Historia dyplomacji - interesujący casus

JCKW Franz Joseph von Habsburg
Awatar użytkownika
Reakcje:
Posty: 783
Rejestracja: 7 lata temu
Lokalizacja: Hofburgpalast, Wien, Niederösterreich

Kto to?

Ordery

Kriegsmarine

Nieprzeczytany post autor: Franz Joseph von Habsburg »

Szanowni Państwo,

Nie będzie to pełnoprawny wykład, pozwalam sobie zwrócić jednak uwagę na dość ciekawy casus, który odnalazłem robiąc rundę po korespondencji zagranicznej, która zwykle pomaga mi usnąć.

Otóż na linii Grätz - Warschau powstał ciekawy casus, który mógłby być interesujący dla słuchaczy Akademii oraz jej sympatyków. Otóż znaleziono traktat między Księstwem a Rzecząpospolitą o przyjaźni i współpracy, nie mogąc jednocześnie znaleźć żadnego tekstu o nawiązaniu stosunków między tymi krajami, co stworzyło interesującą sytuację, w której brak traktatu o uznaniu, podczas gdy państwa weszły już w stosunek umowny.
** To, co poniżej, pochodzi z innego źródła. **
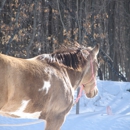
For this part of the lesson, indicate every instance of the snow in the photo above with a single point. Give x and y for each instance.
(109, 110)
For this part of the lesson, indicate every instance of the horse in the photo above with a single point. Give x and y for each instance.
(43, 87)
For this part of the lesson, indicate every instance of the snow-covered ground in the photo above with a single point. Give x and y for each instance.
(109, 110)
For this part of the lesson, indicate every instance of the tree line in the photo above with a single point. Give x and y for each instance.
(32, 27)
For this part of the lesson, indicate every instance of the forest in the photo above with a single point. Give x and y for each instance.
(32, 27)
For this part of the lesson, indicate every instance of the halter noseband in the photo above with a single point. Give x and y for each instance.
(83, 85)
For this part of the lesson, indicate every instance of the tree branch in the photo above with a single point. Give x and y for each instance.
(2, 5)
(34, 29)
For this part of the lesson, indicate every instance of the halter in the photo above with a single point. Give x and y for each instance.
(81, 88)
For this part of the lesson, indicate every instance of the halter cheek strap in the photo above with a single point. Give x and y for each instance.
(93, 77)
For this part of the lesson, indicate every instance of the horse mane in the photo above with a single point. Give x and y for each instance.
(71, 58)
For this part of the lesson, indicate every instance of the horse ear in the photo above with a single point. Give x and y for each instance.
(96, 50)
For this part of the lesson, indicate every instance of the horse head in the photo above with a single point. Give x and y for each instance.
(90, 71)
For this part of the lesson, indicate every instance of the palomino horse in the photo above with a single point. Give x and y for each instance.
(43, 87)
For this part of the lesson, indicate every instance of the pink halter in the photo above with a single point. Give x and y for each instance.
(81, 88)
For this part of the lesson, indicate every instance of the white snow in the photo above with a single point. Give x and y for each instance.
(109, 110)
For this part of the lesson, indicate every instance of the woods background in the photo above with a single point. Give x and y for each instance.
(32, 27)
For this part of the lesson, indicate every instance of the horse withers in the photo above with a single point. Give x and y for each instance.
(43, 87)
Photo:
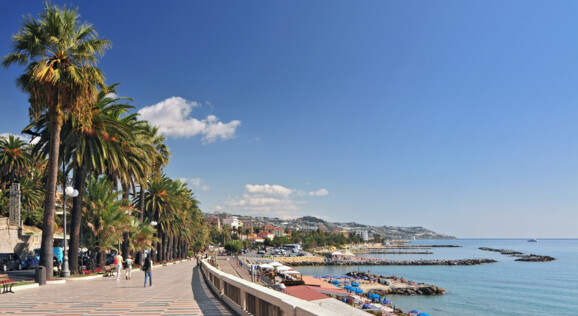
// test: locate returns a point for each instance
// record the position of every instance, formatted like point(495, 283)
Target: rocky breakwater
point(383, 285)
point(372, 261)
point(520, 256)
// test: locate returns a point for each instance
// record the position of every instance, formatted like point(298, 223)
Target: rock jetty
point(521, 256)
point(395, 285)
point(385, 262)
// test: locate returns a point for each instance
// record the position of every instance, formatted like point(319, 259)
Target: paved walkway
point(178, 289)
point(228, 264)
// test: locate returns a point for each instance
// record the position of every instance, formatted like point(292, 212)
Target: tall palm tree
point(106, 215)
point(92, 150)
point(61, 79)
point(14, 159)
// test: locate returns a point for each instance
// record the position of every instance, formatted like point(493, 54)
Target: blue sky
point(459, 116)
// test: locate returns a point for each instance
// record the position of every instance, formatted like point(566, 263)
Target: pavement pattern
point(178, 289)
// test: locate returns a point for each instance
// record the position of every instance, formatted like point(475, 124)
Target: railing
point(248, 298)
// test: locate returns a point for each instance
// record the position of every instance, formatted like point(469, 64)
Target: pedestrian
point(148, 269)
point(118, 265)
point(128, 267)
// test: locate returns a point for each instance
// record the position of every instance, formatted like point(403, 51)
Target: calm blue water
point(504, 288)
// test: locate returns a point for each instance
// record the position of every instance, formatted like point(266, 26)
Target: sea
point(507, 287)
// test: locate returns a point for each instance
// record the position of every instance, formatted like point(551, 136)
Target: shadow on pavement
point(208, 303)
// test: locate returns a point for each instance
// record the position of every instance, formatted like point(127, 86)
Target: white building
point(232, 221)
point(363, 233)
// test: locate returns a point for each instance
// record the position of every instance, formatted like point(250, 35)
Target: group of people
point(147, 267)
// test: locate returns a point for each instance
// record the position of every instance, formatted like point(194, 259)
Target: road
point(178, 289)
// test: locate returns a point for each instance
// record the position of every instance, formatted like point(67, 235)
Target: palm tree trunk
point(75, 223)
point(170, 247)
point(160, 245)
point(175, 247)
point(46, 250)
point(102, 259)
point(125, 235)
point(141, 210)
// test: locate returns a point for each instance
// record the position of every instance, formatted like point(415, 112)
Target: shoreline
point(358, 261)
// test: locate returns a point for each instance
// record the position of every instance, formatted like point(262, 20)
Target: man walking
point(118, 265)
point(148, 269)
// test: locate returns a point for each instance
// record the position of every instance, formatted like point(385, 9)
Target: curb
point(90, 277)
point(24, 287)
point(55, 282)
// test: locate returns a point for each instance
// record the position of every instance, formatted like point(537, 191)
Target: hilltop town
point(278, 227)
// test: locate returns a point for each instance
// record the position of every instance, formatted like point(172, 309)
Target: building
point(265, 234)
point(248, 225)
point(213, 221)
point(278, 232)
point(232, 221)
point(363, 233)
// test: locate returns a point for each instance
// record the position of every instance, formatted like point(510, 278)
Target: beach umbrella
point(265, 266)
point(282, 268)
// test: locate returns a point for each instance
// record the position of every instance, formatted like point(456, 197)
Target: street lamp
point(70, 191)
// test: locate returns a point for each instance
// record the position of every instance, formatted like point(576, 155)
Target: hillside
point(308, 223)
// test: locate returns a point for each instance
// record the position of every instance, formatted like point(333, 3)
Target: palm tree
point(14, 159)
point(153, 144)
point(141, 235)
point(106, 215)
point(61, 79)
point(92, 150)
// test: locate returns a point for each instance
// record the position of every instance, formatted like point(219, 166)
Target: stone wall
point(11, 239)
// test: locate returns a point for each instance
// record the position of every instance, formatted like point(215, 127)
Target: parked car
point(10, 261)
point(29, 262)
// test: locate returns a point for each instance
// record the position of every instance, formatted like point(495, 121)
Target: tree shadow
point(208, 302)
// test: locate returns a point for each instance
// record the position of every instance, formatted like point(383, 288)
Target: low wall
point(11, 239)
point(248, 298)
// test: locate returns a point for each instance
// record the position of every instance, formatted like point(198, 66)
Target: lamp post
point(154, 223)
point(70, 191)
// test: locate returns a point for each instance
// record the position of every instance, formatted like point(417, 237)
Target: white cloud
point(172, 117)
point(269, 200)
point(196, 183)
point(274, 189)
point(25, 138)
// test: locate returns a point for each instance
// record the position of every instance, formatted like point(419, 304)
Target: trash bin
point(40, 276)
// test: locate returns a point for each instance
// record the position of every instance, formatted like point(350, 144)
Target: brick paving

Diuk de Zaym z Hasselandzkiej Akademii Nauk stanął na stanowisku, że najpierw musi nastąpić uznanie danego państwa, następnie nawiązanie stosunków dyplomatycznych, a później dopiero mogą następować kolejne traktaty. Wskazywałoby to, iż traktat taki został zagubiony przez obydwie strony. Otóż ja przychylam się do tego zdania, z jednym - dość istotnym - zastrzeżeniem.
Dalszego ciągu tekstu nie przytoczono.